There is village near Agrigento called Kaos, made famous by a Pirandello short story. Now the chaos has spread from Sicily to the whole country and risks going beyond into the rest of Europe.
Opinion polls and reason both suggested that Italy’s best interest was served by a solid, not very imaginative and slightly less severe continuation of last year’s Mario Monti-led reformist government. One which would have led Italy out of recession into not quite green and verdant pastures but at least something more comfortable.
Instead, Italian voters rewarded the two great showmen of Italian politics, both populists and mystifiers, the 76 year old Silvio Berlusconi and the 64 year old Beppe Grillo. Starting more or less from the right and the left their promises and protests convinced more than half the population to vote for them. The electoral system means that the centre left which polled a mite more than Berlusconi will have a big majority in the the Chamber, the lower house but no one will have a majority in the Senate. So the country which most needs stability will not have a government that lasts for more than a few months.
Ethically, politically, ideologically and personally there is no way that a lasting coalition can be formed so new elections seem inevitable. The new Parliament will assemble on 15 March and elect their speakers. Then President Napolitano will consult with party leaders and go through the arcane ritual of government formation. Unless there is some very unusual alchemy between now and then, he will have to ask the PD’s Pierluigi Bersani to try to put together a majority in the Senate. He will not be able to so at best, he or someone else will act as caretaker to elect a new president (elected by both houses and due to begin on 15 April) who will then call new elections.
This is a revolution with two groupings led by a single man controlling the destiny of a country and indirectly a continent.

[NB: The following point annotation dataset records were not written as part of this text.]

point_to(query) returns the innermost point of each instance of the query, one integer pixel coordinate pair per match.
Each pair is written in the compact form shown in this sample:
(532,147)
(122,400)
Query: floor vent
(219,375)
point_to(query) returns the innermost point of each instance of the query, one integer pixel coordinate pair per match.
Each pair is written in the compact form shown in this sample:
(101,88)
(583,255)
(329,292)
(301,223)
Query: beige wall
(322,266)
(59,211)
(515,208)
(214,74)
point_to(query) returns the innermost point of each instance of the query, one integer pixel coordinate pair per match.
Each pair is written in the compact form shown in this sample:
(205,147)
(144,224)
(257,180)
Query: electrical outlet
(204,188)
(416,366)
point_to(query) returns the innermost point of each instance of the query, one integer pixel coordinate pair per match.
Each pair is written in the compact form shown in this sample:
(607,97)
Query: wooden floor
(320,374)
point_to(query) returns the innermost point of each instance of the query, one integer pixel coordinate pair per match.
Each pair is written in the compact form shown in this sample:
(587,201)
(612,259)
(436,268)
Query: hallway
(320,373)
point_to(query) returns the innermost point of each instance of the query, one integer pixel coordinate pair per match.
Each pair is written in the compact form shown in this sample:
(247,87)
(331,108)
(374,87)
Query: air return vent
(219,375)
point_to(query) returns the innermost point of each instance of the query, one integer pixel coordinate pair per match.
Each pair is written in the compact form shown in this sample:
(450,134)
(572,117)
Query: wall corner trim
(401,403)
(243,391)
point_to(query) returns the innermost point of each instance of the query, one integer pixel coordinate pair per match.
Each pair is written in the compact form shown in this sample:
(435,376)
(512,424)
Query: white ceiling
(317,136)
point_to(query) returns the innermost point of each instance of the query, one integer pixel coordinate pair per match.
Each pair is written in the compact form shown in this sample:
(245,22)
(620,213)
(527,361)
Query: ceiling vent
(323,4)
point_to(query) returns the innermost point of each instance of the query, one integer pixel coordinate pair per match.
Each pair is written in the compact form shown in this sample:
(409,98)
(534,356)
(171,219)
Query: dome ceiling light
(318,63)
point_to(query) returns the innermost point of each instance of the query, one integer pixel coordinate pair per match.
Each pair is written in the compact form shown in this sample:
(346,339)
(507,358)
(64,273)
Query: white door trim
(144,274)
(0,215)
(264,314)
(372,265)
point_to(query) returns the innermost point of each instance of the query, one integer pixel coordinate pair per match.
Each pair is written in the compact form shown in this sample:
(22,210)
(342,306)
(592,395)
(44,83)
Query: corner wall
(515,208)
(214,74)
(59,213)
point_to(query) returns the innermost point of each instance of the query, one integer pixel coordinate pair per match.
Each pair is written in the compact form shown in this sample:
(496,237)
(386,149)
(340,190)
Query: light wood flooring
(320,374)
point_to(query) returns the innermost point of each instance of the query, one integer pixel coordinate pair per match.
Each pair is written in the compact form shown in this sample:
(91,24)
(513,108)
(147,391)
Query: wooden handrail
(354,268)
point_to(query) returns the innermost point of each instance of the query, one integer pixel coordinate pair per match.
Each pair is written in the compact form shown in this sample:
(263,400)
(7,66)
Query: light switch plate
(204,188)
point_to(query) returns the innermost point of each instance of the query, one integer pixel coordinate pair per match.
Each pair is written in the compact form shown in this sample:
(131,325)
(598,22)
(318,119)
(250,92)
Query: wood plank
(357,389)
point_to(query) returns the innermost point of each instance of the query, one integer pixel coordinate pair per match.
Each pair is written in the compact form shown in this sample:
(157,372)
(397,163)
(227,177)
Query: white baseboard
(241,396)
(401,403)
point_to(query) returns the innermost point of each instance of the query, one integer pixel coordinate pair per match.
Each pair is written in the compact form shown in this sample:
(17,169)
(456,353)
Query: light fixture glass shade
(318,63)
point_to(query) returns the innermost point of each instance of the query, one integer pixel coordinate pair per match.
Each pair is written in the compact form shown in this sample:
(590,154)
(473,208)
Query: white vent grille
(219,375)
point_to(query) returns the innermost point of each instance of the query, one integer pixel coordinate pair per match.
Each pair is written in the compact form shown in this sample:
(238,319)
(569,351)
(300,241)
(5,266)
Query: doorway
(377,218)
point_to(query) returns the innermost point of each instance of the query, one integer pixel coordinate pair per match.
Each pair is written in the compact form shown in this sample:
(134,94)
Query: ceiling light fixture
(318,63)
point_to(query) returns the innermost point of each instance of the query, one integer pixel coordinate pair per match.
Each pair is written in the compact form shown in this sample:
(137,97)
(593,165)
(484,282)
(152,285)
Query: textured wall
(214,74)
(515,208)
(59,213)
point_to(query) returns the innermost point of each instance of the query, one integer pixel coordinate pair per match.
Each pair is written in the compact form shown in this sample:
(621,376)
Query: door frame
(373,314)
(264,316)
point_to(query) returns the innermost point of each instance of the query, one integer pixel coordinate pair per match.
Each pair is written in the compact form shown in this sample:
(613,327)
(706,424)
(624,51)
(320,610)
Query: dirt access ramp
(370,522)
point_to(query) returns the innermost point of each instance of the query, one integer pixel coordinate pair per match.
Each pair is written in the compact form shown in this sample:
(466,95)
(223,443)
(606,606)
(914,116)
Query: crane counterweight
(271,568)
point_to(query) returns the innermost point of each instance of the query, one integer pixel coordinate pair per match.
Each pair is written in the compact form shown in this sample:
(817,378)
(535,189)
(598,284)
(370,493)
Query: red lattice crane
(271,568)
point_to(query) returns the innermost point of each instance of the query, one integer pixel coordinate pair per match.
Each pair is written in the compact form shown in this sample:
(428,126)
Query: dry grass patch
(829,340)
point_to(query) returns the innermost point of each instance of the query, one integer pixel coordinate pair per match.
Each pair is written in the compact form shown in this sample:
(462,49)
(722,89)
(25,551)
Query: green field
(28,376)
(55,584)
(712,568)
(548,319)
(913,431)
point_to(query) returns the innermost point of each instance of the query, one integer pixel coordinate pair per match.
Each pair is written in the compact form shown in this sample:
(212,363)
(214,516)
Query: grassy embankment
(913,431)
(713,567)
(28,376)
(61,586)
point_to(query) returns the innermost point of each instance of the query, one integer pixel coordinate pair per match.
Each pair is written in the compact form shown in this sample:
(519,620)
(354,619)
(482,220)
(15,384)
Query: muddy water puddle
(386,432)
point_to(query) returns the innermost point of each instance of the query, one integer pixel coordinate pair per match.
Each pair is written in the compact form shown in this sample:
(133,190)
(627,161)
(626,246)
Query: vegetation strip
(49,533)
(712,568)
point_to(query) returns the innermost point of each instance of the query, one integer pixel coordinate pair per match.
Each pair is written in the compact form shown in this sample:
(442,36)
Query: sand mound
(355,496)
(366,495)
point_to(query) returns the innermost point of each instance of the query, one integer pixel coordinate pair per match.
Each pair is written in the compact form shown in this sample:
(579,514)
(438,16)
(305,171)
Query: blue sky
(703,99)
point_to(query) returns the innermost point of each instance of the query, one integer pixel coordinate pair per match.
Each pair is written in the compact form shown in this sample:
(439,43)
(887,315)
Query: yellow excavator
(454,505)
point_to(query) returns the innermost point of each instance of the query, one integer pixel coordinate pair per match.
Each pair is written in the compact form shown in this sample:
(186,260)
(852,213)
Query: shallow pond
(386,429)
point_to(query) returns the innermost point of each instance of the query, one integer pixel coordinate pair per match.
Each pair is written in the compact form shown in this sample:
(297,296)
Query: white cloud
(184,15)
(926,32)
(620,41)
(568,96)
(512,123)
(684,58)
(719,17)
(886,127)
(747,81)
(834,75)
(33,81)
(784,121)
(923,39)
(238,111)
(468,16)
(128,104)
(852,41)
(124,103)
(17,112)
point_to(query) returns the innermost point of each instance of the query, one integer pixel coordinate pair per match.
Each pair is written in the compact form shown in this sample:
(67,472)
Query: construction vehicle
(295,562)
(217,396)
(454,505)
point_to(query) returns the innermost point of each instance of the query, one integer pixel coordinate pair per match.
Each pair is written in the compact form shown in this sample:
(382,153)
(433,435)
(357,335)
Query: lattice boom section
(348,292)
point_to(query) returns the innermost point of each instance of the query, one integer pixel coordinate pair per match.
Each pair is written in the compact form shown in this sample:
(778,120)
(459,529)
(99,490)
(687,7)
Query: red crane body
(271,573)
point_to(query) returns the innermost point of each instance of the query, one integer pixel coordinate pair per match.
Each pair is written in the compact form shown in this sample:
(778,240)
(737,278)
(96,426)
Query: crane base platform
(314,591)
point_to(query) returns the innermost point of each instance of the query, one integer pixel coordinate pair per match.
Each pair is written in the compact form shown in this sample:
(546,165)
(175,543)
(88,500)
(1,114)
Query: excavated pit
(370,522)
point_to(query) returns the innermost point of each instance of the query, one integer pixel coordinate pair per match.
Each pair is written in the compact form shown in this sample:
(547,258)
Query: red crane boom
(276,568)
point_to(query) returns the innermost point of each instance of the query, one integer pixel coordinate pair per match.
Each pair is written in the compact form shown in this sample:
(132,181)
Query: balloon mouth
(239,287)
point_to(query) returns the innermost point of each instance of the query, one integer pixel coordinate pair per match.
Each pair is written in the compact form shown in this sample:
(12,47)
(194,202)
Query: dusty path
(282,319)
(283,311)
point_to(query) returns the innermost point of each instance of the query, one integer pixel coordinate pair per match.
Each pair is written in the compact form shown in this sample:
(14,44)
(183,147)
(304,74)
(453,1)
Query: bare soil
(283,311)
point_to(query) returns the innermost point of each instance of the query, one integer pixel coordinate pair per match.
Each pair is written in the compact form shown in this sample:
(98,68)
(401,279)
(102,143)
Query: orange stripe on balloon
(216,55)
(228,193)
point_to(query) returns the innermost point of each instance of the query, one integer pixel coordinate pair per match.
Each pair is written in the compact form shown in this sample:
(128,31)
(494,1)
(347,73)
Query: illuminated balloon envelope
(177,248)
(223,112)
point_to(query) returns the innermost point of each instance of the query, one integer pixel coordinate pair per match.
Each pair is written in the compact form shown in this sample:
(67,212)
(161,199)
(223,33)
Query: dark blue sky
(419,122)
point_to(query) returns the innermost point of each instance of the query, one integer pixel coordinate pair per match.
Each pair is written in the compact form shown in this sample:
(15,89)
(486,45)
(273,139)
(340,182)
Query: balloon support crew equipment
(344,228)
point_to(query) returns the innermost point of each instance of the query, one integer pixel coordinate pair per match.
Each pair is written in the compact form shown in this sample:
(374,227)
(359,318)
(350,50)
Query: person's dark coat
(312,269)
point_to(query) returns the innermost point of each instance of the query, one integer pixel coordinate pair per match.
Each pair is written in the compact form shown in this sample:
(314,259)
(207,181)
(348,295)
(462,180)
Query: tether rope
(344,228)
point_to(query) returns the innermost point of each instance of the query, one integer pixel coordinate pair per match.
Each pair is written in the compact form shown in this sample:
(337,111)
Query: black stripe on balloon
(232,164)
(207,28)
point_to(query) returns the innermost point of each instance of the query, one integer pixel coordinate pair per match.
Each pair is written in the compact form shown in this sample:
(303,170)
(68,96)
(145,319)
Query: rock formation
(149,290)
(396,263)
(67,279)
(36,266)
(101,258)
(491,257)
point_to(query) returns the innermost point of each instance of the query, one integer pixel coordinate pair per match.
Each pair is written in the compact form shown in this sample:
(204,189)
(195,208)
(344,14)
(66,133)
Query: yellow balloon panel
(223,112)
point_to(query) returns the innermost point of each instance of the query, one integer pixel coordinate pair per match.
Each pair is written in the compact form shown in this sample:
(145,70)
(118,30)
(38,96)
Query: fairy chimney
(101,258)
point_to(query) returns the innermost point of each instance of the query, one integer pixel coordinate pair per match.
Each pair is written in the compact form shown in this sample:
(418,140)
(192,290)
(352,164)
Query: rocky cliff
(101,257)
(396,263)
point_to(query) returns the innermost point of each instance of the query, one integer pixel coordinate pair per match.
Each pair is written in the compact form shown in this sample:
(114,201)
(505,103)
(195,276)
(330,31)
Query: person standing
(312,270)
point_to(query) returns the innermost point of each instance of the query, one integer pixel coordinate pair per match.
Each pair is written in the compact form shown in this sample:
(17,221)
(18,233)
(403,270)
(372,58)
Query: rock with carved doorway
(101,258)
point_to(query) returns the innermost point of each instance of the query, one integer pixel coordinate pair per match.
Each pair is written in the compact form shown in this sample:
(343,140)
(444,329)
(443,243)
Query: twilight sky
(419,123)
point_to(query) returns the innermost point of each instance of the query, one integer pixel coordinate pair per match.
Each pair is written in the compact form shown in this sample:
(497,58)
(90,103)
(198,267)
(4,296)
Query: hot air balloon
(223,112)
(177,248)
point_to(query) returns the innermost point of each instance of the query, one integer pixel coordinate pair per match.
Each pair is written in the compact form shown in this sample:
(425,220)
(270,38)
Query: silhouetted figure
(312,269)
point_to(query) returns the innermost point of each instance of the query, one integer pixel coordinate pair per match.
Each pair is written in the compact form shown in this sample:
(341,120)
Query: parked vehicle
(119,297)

Grillo’s Five Star Movement has now spokesman or clear mechanism for deciding on policy – it might dissolve in a few weeks, it might develop an independent statute or it might stay under Grillo’s direct control.
And when Italians go back to vote maybe in June, maybe in Autumn, if the older parties don’t succeed in addressing the issues, then the populists will do even better, the cost of Italy’s debt will spiral out of control and the whole euro system will be threatened. Chaos.